Mentre la Manovra innalza di un mese l’età pensionabile dal 2027 rimandando all’anno successivo la rimanente quota di scatto, l’Istat pubblica le stime per i prossimi decenni nelle sue “Previsioni delle forze di lavoro al 2050”.

In base agli attuali trend sulle aspettative di vita ed al progressivo invecchiamento della popolazione, tra venticinque anni si andrà in pensione a 68 anni e 11 mesi (rispetto ai 67 anni attuali), con l’età pensionabile che raggiungerà i 70 anni nel 2067.

Pensioni e aspettative di vita

L’aumento dell’età pensionabile dipende dalle statistiche sulle aspettative di vita alla nascita, che risultano in aumento per entrambi i sessi: secondo lo scenario mediano, nel 2050 la speranza di vita raggiungerà per i maschi 84,3 anni (dagli 81,7 del 2024) e per le femmine 87,8 anni (dagli 85,6 del 2024).
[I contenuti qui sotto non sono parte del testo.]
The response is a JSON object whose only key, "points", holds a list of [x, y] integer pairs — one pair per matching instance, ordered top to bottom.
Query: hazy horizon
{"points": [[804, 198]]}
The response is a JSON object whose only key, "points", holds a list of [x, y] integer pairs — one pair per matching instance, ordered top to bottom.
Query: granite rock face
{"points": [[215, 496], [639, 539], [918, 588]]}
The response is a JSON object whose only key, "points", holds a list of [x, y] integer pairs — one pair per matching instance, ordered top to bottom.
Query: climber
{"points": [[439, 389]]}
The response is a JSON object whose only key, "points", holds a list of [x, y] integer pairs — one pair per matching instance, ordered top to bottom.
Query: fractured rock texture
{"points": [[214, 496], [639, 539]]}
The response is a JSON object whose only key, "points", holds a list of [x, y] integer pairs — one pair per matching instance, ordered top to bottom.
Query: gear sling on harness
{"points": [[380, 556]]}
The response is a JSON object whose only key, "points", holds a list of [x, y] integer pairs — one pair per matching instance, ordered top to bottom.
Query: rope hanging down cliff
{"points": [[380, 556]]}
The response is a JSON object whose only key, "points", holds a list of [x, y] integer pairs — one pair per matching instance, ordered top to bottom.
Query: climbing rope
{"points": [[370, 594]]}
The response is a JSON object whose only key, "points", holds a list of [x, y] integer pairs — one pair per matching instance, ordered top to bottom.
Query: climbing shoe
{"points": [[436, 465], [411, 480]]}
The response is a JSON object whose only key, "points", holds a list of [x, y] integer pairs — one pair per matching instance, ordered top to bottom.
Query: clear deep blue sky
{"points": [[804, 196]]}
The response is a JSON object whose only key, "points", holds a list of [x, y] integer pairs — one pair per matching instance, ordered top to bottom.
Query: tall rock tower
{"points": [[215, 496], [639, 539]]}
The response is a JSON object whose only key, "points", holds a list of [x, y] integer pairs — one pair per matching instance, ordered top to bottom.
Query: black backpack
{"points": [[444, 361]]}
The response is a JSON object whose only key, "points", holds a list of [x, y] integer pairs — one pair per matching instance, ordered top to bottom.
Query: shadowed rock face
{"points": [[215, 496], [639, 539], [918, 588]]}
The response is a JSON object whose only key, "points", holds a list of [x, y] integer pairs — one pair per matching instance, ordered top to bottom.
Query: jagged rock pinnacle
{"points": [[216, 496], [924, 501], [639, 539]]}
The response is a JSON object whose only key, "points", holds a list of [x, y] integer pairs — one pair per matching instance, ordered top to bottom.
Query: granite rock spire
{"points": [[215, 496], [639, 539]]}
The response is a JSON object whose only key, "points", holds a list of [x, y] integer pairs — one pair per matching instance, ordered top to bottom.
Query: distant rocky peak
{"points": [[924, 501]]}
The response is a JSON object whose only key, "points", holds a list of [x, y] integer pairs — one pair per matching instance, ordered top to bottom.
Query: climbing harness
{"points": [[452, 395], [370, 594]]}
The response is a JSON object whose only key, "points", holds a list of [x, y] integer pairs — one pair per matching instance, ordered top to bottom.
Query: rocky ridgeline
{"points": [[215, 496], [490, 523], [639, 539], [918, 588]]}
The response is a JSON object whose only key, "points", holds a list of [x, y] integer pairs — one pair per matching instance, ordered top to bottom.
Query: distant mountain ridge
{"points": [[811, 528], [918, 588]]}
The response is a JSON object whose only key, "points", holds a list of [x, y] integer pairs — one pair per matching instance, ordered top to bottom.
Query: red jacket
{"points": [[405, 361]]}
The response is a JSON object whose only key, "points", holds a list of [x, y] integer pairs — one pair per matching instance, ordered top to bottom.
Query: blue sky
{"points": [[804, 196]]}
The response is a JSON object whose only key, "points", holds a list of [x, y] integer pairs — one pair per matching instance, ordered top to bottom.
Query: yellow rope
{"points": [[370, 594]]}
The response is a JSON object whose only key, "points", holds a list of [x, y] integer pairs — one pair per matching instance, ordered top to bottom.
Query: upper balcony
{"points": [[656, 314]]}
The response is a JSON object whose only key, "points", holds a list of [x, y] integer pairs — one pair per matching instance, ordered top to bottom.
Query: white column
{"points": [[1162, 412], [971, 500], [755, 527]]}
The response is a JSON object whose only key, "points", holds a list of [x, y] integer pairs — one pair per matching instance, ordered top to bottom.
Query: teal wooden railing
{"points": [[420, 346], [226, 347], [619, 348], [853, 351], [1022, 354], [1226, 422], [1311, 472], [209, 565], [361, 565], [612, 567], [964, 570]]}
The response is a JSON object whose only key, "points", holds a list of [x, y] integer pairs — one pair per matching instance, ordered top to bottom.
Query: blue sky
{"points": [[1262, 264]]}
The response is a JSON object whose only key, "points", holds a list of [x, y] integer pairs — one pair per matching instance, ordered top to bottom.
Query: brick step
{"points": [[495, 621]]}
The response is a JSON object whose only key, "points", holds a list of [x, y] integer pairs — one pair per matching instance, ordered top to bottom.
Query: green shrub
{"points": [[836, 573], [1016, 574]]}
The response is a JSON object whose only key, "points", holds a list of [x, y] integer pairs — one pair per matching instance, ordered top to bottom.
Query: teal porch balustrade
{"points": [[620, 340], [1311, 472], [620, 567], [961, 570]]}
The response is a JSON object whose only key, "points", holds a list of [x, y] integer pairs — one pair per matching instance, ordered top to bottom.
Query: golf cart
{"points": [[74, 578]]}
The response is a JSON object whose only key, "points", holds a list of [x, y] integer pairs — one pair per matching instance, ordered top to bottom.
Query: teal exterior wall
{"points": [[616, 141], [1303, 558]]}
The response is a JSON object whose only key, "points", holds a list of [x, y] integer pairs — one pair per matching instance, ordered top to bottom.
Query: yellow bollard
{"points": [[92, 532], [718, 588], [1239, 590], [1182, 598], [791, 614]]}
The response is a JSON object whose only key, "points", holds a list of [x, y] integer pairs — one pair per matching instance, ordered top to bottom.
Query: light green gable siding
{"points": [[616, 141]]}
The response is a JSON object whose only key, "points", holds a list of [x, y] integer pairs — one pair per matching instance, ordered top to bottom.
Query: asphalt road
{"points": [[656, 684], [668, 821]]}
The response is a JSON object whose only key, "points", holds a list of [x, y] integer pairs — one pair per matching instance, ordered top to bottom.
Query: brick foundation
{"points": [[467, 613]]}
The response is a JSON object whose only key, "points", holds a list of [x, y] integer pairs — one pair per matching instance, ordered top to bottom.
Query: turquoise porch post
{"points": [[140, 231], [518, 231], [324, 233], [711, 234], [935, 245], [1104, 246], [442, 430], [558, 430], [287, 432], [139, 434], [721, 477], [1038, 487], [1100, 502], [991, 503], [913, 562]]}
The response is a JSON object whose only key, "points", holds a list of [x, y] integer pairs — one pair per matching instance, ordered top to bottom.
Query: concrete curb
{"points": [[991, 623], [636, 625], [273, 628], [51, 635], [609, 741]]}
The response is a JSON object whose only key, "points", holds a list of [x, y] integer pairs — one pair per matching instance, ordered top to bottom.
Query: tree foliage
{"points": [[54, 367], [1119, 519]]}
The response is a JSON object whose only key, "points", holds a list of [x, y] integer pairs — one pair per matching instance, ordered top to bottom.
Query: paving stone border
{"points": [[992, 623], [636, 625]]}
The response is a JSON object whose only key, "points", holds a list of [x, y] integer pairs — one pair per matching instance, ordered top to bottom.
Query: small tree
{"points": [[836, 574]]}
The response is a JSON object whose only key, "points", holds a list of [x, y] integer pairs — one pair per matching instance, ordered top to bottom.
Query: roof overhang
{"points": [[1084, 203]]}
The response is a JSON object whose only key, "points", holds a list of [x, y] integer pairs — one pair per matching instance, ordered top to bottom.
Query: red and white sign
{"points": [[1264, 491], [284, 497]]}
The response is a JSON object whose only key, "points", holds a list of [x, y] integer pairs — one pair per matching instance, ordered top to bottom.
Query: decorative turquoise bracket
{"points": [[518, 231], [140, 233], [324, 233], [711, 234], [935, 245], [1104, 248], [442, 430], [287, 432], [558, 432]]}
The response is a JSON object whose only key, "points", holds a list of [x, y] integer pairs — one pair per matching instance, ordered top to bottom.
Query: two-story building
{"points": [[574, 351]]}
La Ragioneria generale dello Stato prevede che, di conseguenza, il requisito anagrafico per l’accesso al pensionamento di vecchiaia salga a 68 anni e 11 mesi nel 2050.

L’impatto sull’età pensionabile

Oggi la pensione di vecchiaia si raggiunge a 67 anni. Il requisito è di norma rivisto ogni due anni, in base alle statistiche aggiornate sulle speranze di vita. Il prossimo adeguamento non si conosce ancora: sarà calcolato dall’Istat, molto probabilmente destinato ad attestarsi a tre mesi. La Manovra 2026 ha già deciso di spalmare lo scatto in un biennio, stabilendo che nel 2027 si applichi un mese in più rispetto all’attuale requisito e che i restanti (i due ulteriori o quanti saranno effettivamente) nel 2028.

Per gli anni a venire, a legislazione vigente, i nuovi scatti di applicheranno ogni successivo biennio. Rispetto agli attuali 67 anni, in base alle simulazioni, da qui al 2050 l’età pensionabile aumenterà di un anno e 11 mesi. Nel 2067, l’età pensionabile si porterà a 70 anni, ben tre anni più tardi rispetto ad oggi.

L’impatto sulla pensione anticipata

Gli adeguamenti non riguardano solo le pensioni di vecchiaia ma anche quelle anticipate. Attualmente ci vogliono 42 anni e dieci mesi per gli uomini e 41 anni e dieci mesi per le donne. Nel 2050, sulla base di un adeguamento totale di un anno e 11 mesi, la pensione anticipata si raggiungerà a 44 anni e nove mesi per gli uomini e 43 anni e nove mesi per le donne. Nel 2067, sempre a legislazione invariata, la pensione anticipata richiederà 45 anni e dieci mesi ai lavoratori e 44 anni e dieci mesi alle lavoratrici.

L’invecchiamento della popolazione

Nei prossimi decenni la quota di anziani over 65 anni sul totale della popolazione potrebbe aumentare dal 24,3% del 2024 al 34,6% del 2050. Significa passare da uno su quattro a più di una persona anziana ogni tre individui. La quota di persone di 15-64 anni scenderà invece al 54,3%, dal 63,5% del 2024. In compenso aumenta il tasso di attività della popolazione rispetto a oggi, proseguendo in un trend che vede aumentare la partecipazione femminile al mercato del lavoro.